L’administration Trump a finalisé un accord pour partager les données personnelles d’environ 79 millions de bénéficiaires de Medicaid avec l’Immigration and Customs Enforcement (ICE), une décision présentée par les responsables comme un effort de lutte contre la fraude mais largement critiquée comme une atteinte à la vie privée et une tactique visant à cibler les individus sans papiers.
L’accord de transfert de données
Selon des documents obtenus exclusivement par Associated Press, le Department of Homeland Security (DHS) et les Centers for Medicare and Medicaid Services (CMS) ont accepté de fournir à l’ICE les données démographiques et de localisation des utilisateurs de Medicaid. Ces données incluent les noms, adresses et ethnies. L’objectif déclaré est d’aider l’ICE à identifier et à suivre les personnes soupçonnées de vivre sans papiers aux États-Unis. L’accord stipule que l’ICE « recevra des informations sur l’identité et la localisation des étrangers identifiés par l’ICE ».
Justification et préoccupations
La secrétaire adjointe à la Santé et aux Services sociaux, Tricia McLaughlin, a expliqué que l’initiative vise à « garantir que les étrangers illégaux ne reçoivent pas les prestations Medicaid destinées aux Américains respectueux des lois ». Cette justification a suscité un débat considérable. Les experts soulignent que les citoyens américains sont majoritairement responsables de la fraude aux droits, plus de 90 % de ces cas impliquant des citoyens américains. De plus, les personnes sans papiers ne sont généralement éligibles qu’à une couverture d’assurance maladie d’urgence, et non à des polices standard, ce qui rend douteuse l’allégation d’une fraude généralisée de la part de cette population.
Accès restreint et efforts préalables
L’accès aux bases de données du CMS sera limité, les responsables ne pouvant accéder aux informations qu’entre 9 heures et 17 heures, du lundi au vendredi, jusqu’au 9 septembre. Cette restriction semble conçue pour répondre aux préoccupations concernant le stockage indéfini des données, mais elle les atténue complètement. Cette décision fait également suite à un effort similaire et plus large en juin, lorsque l’administration a tenté de saisir une masse d’informations personnelles sur la santé des citoyens des États offrant des soins de santé financés par l’État aux résidents sans papiers. Les représentants de l’État ont contesté cette action, arguant qu’elle aurait un effet « dissuasif » sur les personnes cherchant des soins médicaux et favoriserait une culture de la peur.
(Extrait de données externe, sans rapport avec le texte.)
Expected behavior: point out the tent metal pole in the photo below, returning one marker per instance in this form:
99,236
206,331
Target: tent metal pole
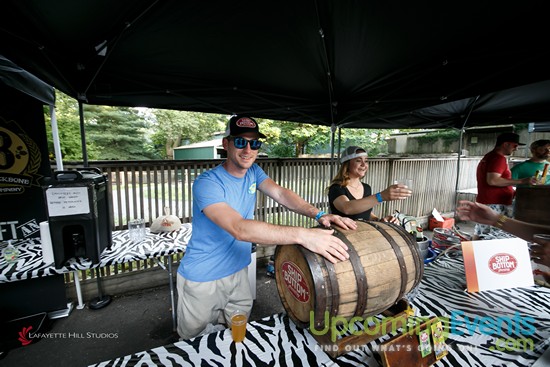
83,134
55,137
332,160
460,150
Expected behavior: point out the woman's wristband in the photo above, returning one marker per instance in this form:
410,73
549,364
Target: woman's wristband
319,215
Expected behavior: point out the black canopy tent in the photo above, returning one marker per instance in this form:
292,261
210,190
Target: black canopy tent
358,64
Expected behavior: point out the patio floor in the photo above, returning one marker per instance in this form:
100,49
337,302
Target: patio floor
131,323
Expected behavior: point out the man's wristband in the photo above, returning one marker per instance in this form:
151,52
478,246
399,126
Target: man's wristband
501,220
319,215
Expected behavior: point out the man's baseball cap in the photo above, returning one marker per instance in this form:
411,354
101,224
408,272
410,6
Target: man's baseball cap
508,138
239,124
539,143
352,152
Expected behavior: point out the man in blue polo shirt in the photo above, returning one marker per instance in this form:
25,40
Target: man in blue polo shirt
212,277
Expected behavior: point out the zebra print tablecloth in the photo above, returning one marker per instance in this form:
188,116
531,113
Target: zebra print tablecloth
277,341
30,265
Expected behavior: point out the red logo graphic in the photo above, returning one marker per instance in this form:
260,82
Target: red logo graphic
245,122
295,281
23,336
503,263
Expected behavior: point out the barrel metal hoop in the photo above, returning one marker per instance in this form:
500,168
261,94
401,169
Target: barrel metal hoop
335,290
321,291
419,270
360,275
399,256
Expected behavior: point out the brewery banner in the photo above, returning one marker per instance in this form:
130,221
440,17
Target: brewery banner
23,163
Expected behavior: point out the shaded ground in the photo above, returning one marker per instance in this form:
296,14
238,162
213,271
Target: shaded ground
131,323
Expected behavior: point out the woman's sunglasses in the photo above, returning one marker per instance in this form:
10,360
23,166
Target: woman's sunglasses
240,143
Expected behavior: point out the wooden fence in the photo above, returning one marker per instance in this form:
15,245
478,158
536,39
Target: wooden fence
141,189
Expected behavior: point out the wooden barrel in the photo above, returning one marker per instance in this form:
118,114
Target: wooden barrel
384,265
532,203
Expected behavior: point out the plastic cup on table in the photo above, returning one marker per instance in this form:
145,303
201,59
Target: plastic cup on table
238,325
136,230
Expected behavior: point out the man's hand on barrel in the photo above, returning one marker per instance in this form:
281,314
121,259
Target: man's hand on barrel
322,242
342,222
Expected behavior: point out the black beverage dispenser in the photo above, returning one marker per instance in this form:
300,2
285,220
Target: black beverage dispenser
78,214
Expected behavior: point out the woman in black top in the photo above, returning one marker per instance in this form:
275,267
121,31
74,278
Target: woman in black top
349,197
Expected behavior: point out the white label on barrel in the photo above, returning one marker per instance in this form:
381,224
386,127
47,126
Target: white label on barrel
295,281
503,263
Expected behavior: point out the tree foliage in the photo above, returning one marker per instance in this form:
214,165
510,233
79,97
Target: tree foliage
290,139
123,133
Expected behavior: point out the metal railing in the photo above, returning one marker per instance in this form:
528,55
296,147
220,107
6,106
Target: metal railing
141,189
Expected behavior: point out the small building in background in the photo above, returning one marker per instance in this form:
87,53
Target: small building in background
211,149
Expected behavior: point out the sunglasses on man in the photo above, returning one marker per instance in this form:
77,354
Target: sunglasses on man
240,143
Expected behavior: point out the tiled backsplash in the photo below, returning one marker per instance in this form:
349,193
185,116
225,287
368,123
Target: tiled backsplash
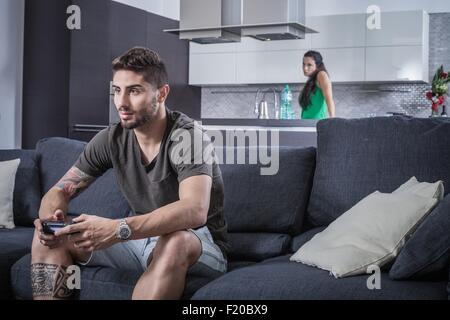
352,100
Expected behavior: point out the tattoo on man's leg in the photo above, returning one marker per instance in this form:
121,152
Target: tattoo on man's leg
49,280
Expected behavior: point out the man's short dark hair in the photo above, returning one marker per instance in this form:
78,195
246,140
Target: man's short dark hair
145,62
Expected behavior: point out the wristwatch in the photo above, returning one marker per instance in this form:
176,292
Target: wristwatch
123,231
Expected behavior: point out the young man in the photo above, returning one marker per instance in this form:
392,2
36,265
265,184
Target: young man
178,223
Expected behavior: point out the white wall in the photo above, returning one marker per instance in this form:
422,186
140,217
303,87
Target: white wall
330,7
11,62
166,8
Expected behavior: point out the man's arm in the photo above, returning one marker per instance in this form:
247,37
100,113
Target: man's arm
191,211
59,196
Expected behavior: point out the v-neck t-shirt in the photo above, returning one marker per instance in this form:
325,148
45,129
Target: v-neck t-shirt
152,186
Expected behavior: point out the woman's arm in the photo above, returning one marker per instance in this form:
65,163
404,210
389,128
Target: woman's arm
325,84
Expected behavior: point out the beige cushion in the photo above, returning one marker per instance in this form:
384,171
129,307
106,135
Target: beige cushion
8,171
373,231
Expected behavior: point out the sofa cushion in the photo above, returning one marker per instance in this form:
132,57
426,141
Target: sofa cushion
257,246
102,198
301,239
27,189
356,157
14,244
268,203
280,279
97,283
427,253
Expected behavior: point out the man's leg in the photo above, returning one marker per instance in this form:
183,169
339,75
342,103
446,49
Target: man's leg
165,277
48,269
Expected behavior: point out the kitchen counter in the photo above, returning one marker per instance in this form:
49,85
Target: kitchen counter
260,124
291,132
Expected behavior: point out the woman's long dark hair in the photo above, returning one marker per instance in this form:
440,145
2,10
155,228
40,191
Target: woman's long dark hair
310,87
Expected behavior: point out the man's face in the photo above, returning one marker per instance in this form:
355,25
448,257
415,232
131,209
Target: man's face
136,100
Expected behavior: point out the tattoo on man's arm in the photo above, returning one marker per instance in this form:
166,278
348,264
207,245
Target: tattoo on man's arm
74,182
49,280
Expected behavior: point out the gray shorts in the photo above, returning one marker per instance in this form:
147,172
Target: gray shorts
134,254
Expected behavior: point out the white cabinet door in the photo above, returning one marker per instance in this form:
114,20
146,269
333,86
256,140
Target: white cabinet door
195,48
269,67
396,64
344,65
404,28
213,68
338,31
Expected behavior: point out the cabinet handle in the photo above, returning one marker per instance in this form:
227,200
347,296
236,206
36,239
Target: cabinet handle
88,128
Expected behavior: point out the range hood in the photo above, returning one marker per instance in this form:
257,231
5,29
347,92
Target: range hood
222,21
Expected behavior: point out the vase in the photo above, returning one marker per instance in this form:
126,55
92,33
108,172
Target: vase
444,113
434,113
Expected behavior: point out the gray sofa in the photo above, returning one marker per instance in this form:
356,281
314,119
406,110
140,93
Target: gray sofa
269,217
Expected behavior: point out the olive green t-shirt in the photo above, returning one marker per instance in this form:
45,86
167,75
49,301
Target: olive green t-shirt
185,151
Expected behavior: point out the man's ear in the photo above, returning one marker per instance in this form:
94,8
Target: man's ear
163,93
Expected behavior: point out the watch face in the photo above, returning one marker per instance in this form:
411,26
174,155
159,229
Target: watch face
124,233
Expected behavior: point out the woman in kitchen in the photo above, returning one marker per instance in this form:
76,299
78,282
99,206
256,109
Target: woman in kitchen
316,99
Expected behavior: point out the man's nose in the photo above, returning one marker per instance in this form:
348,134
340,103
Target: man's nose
121,100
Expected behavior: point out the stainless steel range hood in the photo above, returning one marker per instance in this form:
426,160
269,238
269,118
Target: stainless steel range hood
278,17
221,21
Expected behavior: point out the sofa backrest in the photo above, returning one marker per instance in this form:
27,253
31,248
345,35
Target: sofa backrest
27,188
356,157
263,211
102,198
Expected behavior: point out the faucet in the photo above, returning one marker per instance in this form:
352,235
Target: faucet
261,106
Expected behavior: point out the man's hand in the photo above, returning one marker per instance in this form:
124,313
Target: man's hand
91,233
49,240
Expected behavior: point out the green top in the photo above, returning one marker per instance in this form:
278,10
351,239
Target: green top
317,108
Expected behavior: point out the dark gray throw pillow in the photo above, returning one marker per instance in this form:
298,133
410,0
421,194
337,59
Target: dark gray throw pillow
427,253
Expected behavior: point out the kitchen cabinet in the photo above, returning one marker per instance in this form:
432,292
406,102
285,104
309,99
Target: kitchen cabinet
345,64
269,67
338,31
213,69
399,50
405,28
400,63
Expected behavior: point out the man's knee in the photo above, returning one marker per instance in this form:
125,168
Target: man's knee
42,253
180,248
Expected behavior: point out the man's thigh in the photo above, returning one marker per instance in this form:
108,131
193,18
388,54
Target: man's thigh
124,255
211,262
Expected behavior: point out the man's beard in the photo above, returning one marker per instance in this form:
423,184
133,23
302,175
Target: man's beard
144,117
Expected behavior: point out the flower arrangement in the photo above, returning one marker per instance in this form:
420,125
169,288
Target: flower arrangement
439,88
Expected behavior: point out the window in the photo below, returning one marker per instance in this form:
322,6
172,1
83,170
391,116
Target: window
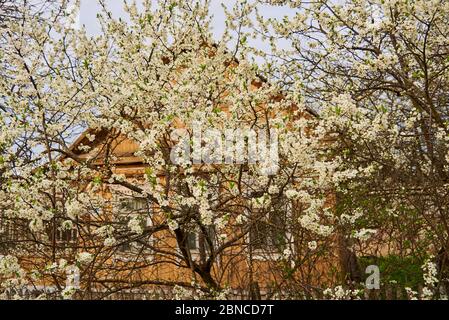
269,235
269,231
66,236
129,208
196,240
9,233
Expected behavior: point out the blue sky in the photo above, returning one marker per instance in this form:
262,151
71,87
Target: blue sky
89,9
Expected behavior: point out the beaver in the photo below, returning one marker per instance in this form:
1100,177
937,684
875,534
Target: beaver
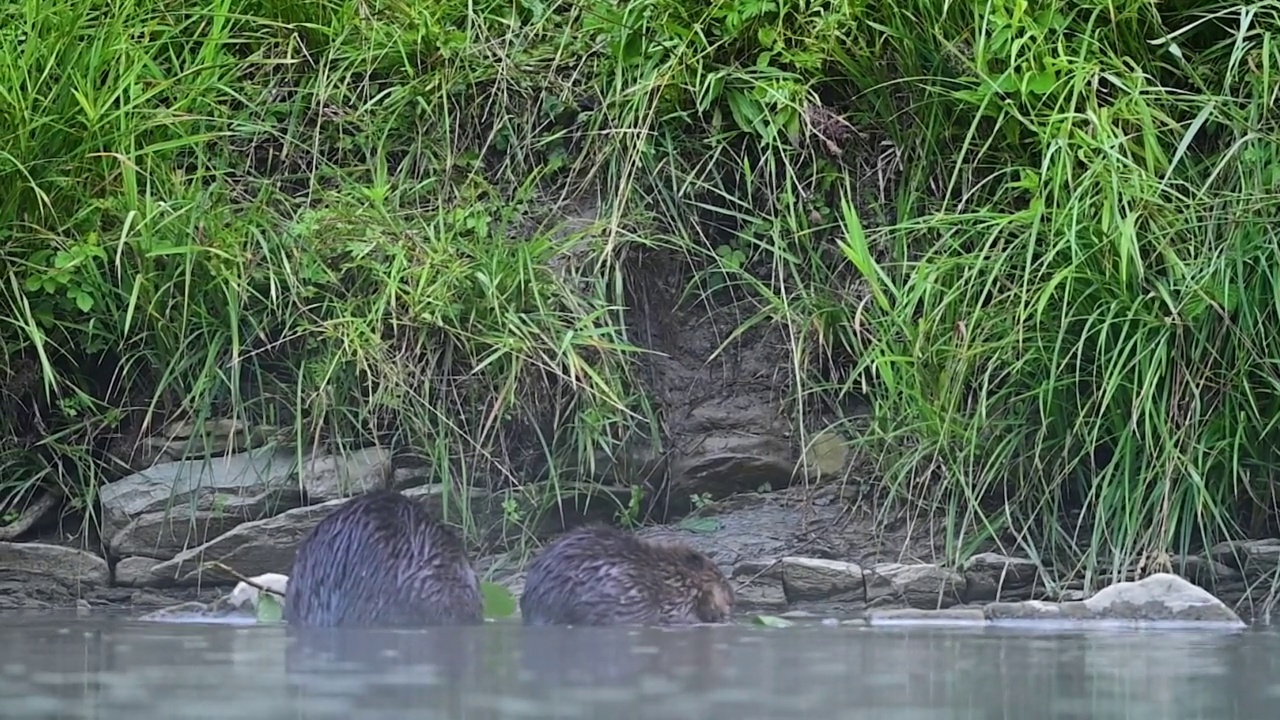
603,575
382,560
Contexte politique plus large et réaction des experts
Cet accord de partage de données s’inscrit dans une tendance plus large de renforcement des contrôles en matière d’immigration et de réductions significatives des programmes sociaux. Le « One Big, Beautiful Bill » de l’administration Trump, promulgué le 4 juillet, prévoit des réductions substantielles du financement de Medicaid et du Children’s Health Insurance Program (CHIP) au cours de la prochaine décennie – affectant environ 11 millions d’Américains et potentiellement préjudiciable aux hôpitaux ruraux. Le projet de loi réduit également le financement du Programme d’assistance nutritionnelle supplémentaire (SNAP), qui touche 5 millions d’adultes et d’enfants, et alloue 108 milliards de dollars pour renforcer l’application des lois en matière d’immigration, notamment la construction d’un mur frontalier, l’expansion des centres de détention et la logistique au sein du ministère de la Sécurité intérieure et du ministère de la Justice.
Elizabeth Laird, directrice de l’équité dans la technologie civique au Centre pour la démocratie et la technologie, a vivement critiqué l’accord de partage de données. “En transmettant certaines de nos données de santé les plus sensibles à l’ICE, les services de santé et sociaux ont fondamentalement trahi la confiance de près de 80 millions de personnes. Ce développement époustouflant prouve que l’affirmation de l’administration selon laquelle ces informations sont utilisées pour prévenir la fraude est un cheval de Troie qui, au lieu de cela, fera principalement avancer son objectif d’expulser des millions de personnes. ”
Laird a en outre souligné le faible taux de fraude commise par des personnes sans papiers, réitérant : « Les résultats de cette décision seront dévastateurs. Elle fera baisser encore plus la confiance dans le gouvernement, obligera les individus à choisir entre des soins vitaux et la transmission de données aux autorités de l’immigration, et érodera la qualité et l’efficacité des services gouvernementaux. »
L’accord représente une expansion significative de la surveillance gouvernementale et soulève de sérieuses questions sur la vie privée de millions d’Américains, en particulier ceux issus de communautés vulnérables et marginalisées. Cela met également en évidence la tension persistante entre les efforts visant à faire appliquer les lois sur l’immigration et la protection des droits fondamentaux et l’accès aux services de santé vitaux.